Indonesian-Style Mee Goreng Cake From $36 For Birthdays With A Savoury Twist
It’s sold by an Indonesian-Chinese homemaker.
You’ve heard of nasi lemak cakes, chicken rice cakes, and even chilli crab cakes, but now a home-based business is selling mee goreng cakes and it’s gaining popularity among the Indonesian-Chinese community in Singapore.
Homemaker Dian Lin, an Indonesian-Chinese, who runs online business
The springy cake is made using Indonesian-style mee goreng (cooked from scratch and not using instant noodles like Indomie), and has been popular with customers celebrating their birthdays. According to Dian, the Indonesian version of mee goreng is sweeter than most versions found in Singapore due to the addition of more kecap manis (sweet soy sauce). It also doesn’t contain ketchup, which is often used in local versions.
“It’s a tradition for Indonesian-Chinese to eat mee goreng on their birthday as noodles symbolise longevity. I also decorate the cake with red eggs as we eat that on birthdays too,” says Dian, adding that she gets around three to five orders of the cake a week.
Her mee goreng is “on the sweeter and peppery side” and instead of yellow noodles, which is typically used in the Singaporean version, Dian uses “thinner egg noodles” similar to mee kia. She elaborates: “I don’t add any chilli in my mee goreng as I don’t want it to overpower the dish. Plus, a lot of customers want to celebrate their birthday with kids, so they request for it to be non-spicy.”
Dian tells us she doesn’t compact the noodles into a cake mould like most recipes recommend as this would “make the noodles very hard”. To hold the strands in place, a plastic cake collar is taped down to the base, but the downside of this is, you won’t be able to cut the cake.
“I want the mee to be loose and springy, like how it is when served freshly cooked.
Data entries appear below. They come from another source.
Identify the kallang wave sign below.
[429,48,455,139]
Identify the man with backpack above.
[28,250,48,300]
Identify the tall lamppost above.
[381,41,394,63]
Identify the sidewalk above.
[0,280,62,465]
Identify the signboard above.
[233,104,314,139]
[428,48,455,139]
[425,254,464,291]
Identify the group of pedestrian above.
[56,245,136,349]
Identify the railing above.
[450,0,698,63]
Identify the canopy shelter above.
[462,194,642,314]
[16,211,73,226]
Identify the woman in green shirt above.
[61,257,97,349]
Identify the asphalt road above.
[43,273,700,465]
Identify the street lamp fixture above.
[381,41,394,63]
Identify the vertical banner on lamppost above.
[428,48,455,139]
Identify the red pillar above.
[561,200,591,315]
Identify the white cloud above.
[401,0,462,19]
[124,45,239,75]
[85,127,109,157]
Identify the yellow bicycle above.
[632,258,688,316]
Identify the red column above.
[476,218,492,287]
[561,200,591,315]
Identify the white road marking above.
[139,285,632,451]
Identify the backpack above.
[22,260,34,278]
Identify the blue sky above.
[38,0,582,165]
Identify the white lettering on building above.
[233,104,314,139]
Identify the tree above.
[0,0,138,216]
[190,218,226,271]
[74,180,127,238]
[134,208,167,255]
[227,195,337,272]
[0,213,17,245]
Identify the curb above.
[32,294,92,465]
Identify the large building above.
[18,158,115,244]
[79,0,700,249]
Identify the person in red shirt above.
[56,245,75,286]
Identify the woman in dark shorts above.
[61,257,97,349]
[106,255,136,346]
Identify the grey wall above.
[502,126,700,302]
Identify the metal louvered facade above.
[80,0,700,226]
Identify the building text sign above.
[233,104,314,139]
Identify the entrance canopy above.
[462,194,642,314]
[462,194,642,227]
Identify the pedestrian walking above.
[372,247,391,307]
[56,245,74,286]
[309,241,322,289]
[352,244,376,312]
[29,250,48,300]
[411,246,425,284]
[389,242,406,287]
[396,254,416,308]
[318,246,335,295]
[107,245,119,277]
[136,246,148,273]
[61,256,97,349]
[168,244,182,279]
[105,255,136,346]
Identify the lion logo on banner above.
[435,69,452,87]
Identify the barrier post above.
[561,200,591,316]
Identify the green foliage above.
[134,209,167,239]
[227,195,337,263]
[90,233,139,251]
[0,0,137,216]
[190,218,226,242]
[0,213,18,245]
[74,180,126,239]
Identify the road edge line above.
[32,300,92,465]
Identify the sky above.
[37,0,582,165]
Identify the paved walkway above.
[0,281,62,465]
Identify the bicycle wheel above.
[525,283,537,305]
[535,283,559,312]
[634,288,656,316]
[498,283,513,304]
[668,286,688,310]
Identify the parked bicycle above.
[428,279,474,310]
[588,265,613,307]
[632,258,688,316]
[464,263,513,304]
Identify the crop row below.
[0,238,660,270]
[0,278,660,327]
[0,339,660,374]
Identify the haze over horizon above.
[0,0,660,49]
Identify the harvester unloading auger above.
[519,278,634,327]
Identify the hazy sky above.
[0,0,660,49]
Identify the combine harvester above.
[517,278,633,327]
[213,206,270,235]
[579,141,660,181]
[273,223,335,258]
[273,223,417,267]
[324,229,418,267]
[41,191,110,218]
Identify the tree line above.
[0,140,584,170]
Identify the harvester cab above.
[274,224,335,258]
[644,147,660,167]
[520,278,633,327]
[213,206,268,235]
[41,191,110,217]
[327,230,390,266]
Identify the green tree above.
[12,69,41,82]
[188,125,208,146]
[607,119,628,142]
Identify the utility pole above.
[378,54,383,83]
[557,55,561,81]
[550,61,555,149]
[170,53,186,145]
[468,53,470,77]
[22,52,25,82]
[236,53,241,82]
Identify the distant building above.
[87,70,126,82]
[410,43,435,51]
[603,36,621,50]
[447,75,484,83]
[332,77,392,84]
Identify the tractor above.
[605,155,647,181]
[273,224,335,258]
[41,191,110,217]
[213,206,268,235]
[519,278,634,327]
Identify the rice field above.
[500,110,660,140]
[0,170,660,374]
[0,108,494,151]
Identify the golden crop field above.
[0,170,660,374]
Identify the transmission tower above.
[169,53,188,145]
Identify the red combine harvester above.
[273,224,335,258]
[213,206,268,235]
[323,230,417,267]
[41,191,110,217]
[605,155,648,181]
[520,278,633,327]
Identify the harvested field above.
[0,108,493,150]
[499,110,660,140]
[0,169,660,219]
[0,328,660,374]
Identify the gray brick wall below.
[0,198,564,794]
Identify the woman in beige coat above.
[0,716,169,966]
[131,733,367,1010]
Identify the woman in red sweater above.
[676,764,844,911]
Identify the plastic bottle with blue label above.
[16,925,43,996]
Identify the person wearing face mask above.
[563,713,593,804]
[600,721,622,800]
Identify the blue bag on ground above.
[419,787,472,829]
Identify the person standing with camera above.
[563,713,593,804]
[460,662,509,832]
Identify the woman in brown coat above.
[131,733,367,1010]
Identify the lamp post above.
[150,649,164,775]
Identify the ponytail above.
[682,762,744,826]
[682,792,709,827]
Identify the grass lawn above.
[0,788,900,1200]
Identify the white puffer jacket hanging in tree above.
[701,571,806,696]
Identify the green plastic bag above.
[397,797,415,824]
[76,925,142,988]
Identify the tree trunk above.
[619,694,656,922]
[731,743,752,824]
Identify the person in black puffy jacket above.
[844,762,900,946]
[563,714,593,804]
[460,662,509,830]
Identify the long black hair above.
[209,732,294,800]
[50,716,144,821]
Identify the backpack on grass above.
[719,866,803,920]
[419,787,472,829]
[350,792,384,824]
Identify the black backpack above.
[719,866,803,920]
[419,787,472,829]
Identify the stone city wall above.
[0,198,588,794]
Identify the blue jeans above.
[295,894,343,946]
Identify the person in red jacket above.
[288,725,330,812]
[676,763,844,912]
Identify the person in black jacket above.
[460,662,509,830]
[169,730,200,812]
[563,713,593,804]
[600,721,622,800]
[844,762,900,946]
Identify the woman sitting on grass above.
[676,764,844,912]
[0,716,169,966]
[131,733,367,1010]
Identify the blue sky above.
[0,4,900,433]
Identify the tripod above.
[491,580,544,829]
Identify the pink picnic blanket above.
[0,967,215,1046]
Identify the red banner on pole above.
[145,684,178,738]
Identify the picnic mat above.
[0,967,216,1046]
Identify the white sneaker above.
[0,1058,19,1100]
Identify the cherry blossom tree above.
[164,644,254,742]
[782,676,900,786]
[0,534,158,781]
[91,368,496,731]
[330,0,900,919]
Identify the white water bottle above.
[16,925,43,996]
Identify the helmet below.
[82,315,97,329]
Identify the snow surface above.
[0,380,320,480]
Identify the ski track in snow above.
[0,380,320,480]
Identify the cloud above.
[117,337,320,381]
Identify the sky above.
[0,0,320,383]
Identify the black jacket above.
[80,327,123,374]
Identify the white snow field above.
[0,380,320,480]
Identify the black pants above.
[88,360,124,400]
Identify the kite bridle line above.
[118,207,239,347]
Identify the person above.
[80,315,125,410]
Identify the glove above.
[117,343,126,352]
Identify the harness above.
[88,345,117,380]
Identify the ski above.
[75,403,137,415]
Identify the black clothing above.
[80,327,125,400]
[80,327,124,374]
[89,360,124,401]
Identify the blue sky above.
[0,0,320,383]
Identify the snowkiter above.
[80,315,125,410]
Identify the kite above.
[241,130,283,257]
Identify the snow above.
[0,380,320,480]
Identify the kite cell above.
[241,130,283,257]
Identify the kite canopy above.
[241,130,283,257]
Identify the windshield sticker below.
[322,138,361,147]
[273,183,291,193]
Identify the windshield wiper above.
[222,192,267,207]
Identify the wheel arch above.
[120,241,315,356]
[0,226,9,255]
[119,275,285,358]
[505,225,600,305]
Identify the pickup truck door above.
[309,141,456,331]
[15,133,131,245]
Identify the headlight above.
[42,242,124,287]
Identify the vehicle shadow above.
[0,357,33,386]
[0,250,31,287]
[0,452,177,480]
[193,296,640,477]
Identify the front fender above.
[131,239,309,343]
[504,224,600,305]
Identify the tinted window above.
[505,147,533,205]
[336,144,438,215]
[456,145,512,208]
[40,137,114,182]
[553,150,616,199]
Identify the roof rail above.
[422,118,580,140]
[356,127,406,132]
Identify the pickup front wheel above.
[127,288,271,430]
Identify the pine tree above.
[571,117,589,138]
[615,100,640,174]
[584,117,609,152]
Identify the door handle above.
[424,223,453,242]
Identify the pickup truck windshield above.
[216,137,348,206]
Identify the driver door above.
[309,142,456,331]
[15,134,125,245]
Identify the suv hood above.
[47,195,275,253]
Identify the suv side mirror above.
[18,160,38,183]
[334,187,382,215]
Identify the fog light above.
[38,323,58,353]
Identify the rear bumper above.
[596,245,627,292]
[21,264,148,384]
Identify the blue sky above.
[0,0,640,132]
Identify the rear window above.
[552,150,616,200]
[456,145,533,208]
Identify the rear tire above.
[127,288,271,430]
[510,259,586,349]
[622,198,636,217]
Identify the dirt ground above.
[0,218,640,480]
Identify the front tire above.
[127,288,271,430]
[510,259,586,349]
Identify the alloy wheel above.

When you want to eat it, just dish the noodles out from the ‘cake’,” she explains.
The creation comes topped with ingredients like pretty omelette ‘roses’, hard-boiled eggs, fish cake and red eggs. Additional toppings like fried prawns are available at extra cost.
Her cakes come in two sizes: small and large. The small, which feeds three pax, is priced at $36, and the large, which feeds six, is $53. All cakes come with a side of spicy achar and have to be pre-ordered three days in advance.
Those who want to level up – literally – can opt for the “flying” mee goreng cake.
The gravity-defying cake, which features noodles seemingly floating in mid-air, hanging off a pair of hovering chopsticks, is available at just $3 more.
Despite the fun element, Dian says her regular mee goreng cake is still more popular with customers. “Usually, customers only order the flying noodle cake for kids’ birthdays,” she says.
Other than mee goreng cakes, Dian also sells Indonesian-style dishes like nasi bakar ayam suwir (grilled rice with shredded chicken), nasi uduk pandan (pandan coconut rice dish with sides like hard-boiled egg and spiced shredded chicken) as well as tiramisu, though she opens orders for these only when she has time.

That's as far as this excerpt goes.